Варрон ничего не ответил, лишь зябко повел плечами.

Это было плохим знаком: союзники не спешили подтвердить прежние договоры, выжидали. Никто не мчался к нам на помощь, не присылал обозы с продовольствием. А кое-кто наверняка раздумывал о том, как бы заключить новый договор, но уже с пунийцами, куда выгоднее прежнего, римского.

* * *

Сейчас, вспоминая презрительные слова наших патрициев об этом человеке, я должен признать, что он не был ни глуп, ни невежественен, ни труслив.

Много лет спустя я побывал у него в доме в Риме. Известно было, что отец его разбогател, удачно торгуя мясом. Я ожидал увидеть роскошное жилище, украшенное собранными по случаю диковинами: нагромождение скульптур, выставленное напоказ серебро. И ничего подобного не нашел ни в атрии, ни в таблинии хозяина. Напротив, дом его отличился скромностью. Первым делом Варрон повел меня в библиотеку показывать книги — их было немного, но собирали их не для того, чтобы замкнуть в футляры, а чтобы читать. На деревянном столике раскатан был свиток, рядом лежали таблички, куда хозяин делал выписки.

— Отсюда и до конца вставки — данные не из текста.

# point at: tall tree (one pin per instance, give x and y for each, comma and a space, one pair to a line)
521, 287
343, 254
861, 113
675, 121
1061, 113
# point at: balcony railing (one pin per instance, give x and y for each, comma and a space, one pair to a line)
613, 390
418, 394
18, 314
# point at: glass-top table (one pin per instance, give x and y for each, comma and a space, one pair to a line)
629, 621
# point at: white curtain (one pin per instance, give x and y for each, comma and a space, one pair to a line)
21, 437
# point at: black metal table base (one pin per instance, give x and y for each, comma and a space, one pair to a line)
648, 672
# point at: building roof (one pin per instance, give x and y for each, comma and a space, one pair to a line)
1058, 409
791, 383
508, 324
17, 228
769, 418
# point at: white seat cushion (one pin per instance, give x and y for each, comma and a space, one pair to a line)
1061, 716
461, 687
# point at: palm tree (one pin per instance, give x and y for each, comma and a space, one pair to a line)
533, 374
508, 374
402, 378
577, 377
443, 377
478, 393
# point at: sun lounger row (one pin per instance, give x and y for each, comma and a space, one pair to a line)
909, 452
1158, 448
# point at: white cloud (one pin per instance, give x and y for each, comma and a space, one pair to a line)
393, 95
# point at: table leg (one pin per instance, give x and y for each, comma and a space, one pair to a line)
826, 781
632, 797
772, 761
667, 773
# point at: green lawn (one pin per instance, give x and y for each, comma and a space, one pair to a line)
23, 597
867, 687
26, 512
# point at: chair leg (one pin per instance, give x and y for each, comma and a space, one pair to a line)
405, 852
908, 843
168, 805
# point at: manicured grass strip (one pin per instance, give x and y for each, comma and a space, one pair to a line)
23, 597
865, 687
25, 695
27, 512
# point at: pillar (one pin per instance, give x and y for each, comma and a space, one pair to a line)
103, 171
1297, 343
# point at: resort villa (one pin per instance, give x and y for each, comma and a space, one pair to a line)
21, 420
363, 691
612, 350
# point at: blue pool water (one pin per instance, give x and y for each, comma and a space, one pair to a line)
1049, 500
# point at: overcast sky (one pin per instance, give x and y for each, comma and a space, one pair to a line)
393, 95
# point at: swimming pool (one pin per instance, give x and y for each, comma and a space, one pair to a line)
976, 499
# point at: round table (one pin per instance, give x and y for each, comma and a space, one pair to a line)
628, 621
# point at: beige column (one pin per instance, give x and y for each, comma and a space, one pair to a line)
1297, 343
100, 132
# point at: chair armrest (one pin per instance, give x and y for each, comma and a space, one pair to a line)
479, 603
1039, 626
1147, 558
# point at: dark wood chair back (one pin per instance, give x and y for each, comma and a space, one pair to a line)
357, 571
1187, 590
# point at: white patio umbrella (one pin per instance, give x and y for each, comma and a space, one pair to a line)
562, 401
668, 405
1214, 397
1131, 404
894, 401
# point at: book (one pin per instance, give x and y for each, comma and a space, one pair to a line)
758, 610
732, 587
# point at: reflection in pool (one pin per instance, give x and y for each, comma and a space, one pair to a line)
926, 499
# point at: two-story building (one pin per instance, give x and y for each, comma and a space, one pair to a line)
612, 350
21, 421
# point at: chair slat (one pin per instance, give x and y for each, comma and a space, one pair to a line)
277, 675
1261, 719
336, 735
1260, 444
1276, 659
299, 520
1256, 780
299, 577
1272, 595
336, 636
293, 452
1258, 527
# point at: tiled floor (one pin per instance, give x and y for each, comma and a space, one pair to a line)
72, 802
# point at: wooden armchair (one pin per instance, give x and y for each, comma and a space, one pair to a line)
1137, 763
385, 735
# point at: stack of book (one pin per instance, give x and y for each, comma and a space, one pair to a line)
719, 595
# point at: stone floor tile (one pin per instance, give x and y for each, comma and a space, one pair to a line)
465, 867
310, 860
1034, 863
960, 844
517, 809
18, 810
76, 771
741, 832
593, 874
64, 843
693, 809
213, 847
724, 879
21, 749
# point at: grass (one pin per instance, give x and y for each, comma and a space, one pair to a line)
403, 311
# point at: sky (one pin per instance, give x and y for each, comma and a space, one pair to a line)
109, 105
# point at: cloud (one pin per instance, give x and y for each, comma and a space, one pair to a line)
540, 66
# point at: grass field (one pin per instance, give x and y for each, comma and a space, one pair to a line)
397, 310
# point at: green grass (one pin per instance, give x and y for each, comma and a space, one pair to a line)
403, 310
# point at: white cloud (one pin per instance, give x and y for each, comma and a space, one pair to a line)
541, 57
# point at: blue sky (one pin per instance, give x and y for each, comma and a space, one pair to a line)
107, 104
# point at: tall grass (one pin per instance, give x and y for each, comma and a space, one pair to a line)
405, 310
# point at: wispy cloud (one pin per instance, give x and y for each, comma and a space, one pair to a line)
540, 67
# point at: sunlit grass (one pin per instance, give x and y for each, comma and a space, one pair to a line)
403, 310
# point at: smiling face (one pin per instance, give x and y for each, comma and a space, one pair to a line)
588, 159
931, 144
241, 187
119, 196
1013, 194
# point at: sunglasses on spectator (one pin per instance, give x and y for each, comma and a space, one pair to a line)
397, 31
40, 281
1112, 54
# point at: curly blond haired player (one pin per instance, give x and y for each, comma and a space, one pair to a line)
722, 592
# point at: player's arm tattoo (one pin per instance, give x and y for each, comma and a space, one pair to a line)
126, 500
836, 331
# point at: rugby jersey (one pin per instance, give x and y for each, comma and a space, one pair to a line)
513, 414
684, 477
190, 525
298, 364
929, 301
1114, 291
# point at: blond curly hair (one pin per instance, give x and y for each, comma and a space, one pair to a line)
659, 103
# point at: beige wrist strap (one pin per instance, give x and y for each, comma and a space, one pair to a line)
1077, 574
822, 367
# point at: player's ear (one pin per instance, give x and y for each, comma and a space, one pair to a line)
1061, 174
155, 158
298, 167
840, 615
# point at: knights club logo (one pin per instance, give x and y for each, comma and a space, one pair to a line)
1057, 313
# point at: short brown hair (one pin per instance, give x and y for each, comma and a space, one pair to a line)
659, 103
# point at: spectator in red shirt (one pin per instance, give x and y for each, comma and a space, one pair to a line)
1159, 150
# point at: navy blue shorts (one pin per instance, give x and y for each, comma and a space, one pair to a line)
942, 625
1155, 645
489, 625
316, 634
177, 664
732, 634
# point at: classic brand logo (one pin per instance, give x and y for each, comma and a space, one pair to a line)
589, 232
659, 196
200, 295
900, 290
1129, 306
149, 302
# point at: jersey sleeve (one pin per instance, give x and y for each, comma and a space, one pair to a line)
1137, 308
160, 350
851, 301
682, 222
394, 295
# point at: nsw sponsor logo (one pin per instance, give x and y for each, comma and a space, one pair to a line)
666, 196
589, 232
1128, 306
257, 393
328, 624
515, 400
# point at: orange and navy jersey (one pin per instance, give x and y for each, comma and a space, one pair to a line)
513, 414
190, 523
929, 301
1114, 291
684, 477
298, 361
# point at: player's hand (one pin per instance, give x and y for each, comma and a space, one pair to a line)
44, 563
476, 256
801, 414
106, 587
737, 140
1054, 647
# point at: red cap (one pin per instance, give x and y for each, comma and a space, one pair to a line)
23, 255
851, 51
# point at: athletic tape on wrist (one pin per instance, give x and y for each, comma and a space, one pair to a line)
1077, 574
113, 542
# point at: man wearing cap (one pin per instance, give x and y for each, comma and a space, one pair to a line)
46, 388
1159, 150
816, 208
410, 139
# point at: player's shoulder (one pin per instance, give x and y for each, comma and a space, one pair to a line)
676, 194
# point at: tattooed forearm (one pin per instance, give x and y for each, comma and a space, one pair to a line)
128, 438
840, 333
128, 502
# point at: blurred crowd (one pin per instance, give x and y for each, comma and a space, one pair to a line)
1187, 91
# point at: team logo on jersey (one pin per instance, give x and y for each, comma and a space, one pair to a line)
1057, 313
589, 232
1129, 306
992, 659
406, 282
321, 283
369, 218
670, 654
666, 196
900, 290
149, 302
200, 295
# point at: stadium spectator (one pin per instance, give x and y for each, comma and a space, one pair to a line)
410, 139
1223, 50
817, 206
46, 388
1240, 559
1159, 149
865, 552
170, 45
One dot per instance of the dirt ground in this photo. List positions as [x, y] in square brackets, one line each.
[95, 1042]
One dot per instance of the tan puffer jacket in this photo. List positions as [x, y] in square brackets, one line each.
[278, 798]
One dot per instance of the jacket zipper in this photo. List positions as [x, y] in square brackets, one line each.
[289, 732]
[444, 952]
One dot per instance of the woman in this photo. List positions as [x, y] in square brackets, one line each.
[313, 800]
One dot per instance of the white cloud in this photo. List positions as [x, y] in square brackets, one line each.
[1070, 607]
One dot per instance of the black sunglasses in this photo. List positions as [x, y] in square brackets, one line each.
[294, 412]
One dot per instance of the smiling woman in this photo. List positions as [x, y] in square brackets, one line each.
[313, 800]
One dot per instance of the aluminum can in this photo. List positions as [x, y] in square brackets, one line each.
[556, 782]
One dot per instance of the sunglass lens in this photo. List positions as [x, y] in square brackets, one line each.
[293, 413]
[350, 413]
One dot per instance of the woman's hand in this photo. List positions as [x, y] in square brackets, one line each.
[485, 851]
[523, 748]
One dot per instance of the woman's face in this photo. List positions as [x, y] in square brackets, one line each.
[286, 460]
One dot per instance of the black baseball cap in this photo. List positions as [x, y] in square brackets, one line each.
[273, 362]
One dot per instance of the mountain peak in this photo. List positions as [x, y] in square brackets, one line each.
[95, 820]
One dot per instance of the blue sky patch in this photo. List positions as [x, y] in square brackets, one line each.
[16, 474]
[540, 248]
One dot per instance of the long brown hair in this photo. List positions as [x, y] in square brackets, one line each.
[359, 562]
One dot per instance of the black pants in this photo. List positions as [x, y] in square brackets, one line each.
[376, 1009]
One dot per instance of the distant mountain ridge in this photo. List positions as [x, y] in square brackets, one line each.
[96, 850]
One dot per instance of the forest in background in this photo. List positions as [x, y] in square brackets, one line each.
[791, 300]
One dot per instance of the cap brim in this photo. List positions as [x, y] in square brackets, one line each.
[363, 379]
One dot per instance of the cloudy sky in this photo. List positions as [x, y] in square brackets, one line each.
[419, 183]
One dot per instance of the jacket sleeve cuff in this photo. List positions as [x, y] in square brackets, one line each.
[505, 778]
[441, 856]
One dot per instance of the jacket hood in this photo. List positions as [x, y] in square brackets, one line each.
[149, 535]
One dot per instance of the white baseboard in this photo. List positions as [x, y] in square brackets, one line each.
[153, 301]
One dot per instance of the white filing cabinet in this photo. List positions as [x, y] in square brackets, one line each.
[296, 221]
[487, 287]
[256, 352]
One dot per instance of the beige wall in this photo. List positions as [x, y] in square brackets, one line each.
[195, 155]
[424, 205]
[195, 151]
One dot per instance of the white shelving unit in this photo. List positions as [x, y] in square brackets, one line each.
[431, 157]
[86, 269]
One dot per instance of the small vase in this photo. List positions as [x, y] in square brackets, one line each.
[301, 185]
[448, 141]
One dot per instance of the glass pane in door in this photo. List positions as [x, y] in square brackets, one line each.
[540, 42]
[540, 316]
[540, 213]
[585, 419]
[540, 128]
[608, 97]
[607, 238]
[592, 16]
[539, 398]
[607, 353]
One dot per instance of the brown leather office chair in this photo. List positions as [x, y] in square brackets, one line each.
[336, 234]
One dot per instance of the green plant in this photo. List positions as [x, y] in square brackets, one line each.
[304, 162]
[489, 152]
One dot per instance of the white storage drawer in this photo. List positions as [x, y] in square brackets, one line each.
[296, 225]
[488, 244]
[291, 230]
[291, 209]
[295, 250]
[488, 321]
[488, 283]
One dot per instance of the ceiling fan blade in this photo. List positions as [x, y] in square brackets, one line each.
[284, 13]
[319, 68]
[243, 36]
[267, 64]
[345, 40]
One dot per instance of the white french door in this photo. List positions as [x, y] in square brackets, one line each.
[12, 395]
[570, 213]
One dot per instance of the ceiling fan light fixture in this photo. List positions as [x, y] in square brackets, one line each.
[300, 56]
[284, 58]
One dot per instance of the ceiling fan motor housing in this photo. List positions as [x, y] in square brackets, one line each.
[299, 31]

Тогда я подумал: «Надо иметь мужество, чтобы жить, сознавая, что ты проиграл величайшую битву в истории Рима. Жить и тихо делать то, что тебе поручает Республика».

Через два дня после Варрона в Канузий прибыли посланцы из Капуи. Аппий ожидал увидеть своего зятя, Калавия, который заправлял этим городом, как своей усадьбой, вертя городским советом и дуря головы горлопанам из черни. Но прибывшие оказались рангом пожиже, хотя и сенаторского звания[50]. Уж не знаю почему, но потом стали передавать об этом посольстве странный рассказ: будто бы послы из Капуи застали Варрона в Венузии, то есть появились буквально сразу после поражения, о котором еще не могли даже слышать, и будто бы Варрон заявил кампанцам, что у римлян нужда во всем — в деньгах, пехоте, коннице, хлебе и оружии и кампанцам надобно будет не просто выставить тридцать тысяч пехоты и четыре тысячи конницы, а буквально самим воевать вместо римлян.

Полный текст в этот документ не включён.